Le sommet de Washington avait permis de définir plusieurs principes essentiels en matière de régulation qui doivent maintenant être mis en œuvre concrètement. Nous avons ainsi décidé que désormais, plus aucun acteur, plus aucune institution, plus aucun produit financier n’échapperait au contrôle d’une autorité de régulation. Cette règle doit s’appliquer aux agences de notation, mais aussi aux fonds spéculatifs et bien sûr aux paradis fiscaux.

Sur ce dernier point, je souhaite que nous allions très loin et que nous adoptions un document qui désigne précisément ces paradis fiscaux, les changements que nous attendons d’eux et les conséquences qu’emporterait leur refus de s’y conformer. Je me réjouis d’ailleurs de constater que le débat sur les paradis fiscaux, lancé au sommet de Washington, commence déjà à porter ses fruits, notamment en Europe, où plusieurs pays ont récemment annoncé qu’ils entendaient adapter leurs législations pour répondre aux attentes de la communauté internationale.

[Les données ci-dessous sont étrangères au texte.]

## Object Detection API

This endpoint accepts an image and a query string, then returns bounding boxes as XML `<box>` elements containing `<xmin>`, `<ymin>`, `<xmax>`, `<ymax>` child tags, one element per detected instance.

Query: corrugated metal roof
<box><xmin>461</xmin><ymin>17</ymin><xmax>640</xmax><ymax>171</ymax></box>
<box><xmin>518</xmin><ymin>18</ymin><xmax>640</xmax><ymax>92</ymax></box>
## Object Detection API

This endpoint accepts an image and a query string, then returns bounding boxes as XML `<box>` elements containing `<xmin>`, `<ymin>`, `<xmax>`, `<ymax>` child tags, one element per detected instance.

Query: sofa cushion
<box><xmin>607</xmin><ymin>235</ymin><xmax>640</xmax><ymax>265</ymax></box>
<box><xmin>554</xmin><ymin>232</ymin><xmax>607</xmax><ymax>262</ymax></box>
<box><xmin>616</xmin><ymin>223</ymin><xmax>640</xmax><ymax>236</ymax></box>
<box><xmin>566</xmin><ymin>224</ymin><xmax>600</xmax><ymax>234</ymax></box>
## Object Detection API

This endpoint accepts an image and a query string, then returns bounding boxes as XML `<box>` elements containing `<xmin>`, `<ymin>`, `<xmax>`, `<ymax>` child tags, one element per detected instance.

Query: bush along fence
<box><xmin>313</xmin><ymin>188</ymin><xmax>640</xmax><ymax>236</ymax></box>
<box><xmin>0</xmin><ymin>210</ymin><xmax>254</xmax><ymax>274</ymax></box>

Je souhaite également que notre réflexion collective progresse sur la nécessaire réforme des normes comptables et des règles prudentielles auxquelles sont soumis les établissements financiers. Les normes actuelles n’ont pas permis d’éviter les dérives. Elles ont même aggravé la crise. Je porterai ce débat, qui ne me paraît malheureusement pas mûr dans un grand nombre de pays.

Sur la réforme de la gouvernance économique mondiale, ma conviction depuis longtemps est que nous devons faire une place beaucoup plus importante aux pays émergents, plus conforme à leur poids et aux responsabilités que je souhaite les voir assumer. Cela vaut pour l’ensemble des enceintes internationales, et tout particulièrement pour les institutions financières internationales. Je me réjouis de l’élargissement réalisé du Forum de stabilité financière. Il faudra aller plus loin. Au-delà du Sommet de Londres, je considère qu’un grand chantier de rénovation de l’ensemble du système multilatéral restera à conduire. Je ferai des propositions en ce sens au cours des prochains mois.

Enfin, nous devons apporter des réponses en faveur de ceux qui ont subi de plein fouet l’impact de la crise. C’est pourquoi nous devons augmenter les moyens mis à la disposition du Fonds monétaire international (FMI), afin qu’il puisse soutenir les pays les plus en difficulté. J’ai porté au niveau européen la question de notre contribution aux besoins du FMI : les Etats membres ont répondu présents. J’ai porté au niveau européen la question de notre contribution aux risques auxquels sont exposés certains pays d’Europe centrale et orientale : les Etats membres ont répondu présents.

Mais je voudrais également souligner la nécessité, l’impératif absolu que représente notre soutien aux pays les plus pauvres. Ils ont subi cette crise et risquent, pour certains d’entre eux, de voir des efforts considérables accomplis au cours des dernières années en vue d’atteindre les objectifs du millénaire pour le développement, simplement anéantis si nous ne marquons pas notre solidarité. J’étais il y a quelques jours en Afrique. J’y ai dit ma conviction que les destins de l’Europe et du continent africain étaient indissolublement liés. Nous répondrons présents aux côtés de l’Afrique et de l’ensemble des pays en développement en difficulté sur tous les continents.

Le monde, j’en suis convaincu, peut sortir plus fort, plus uni et plus solidaire de cette période difficile, à condition d’en avoir la volonté. J’ai bien conscience qu’on ne peut pas tout changer en un jour, que nous ne sommes pas au bout du chemin et qu’il faudra peut-être d’autres rencontres après celle de Londres pour achever les réformes engagées. Mais ce dont je suis certain, c’est que nous devons obtenir des résultats concrets dès ce jeudi, à Londres. L’échec nous est interdit, le monde ne le comprendrait pas, l’Histoire ne nous le pardonnerait pas.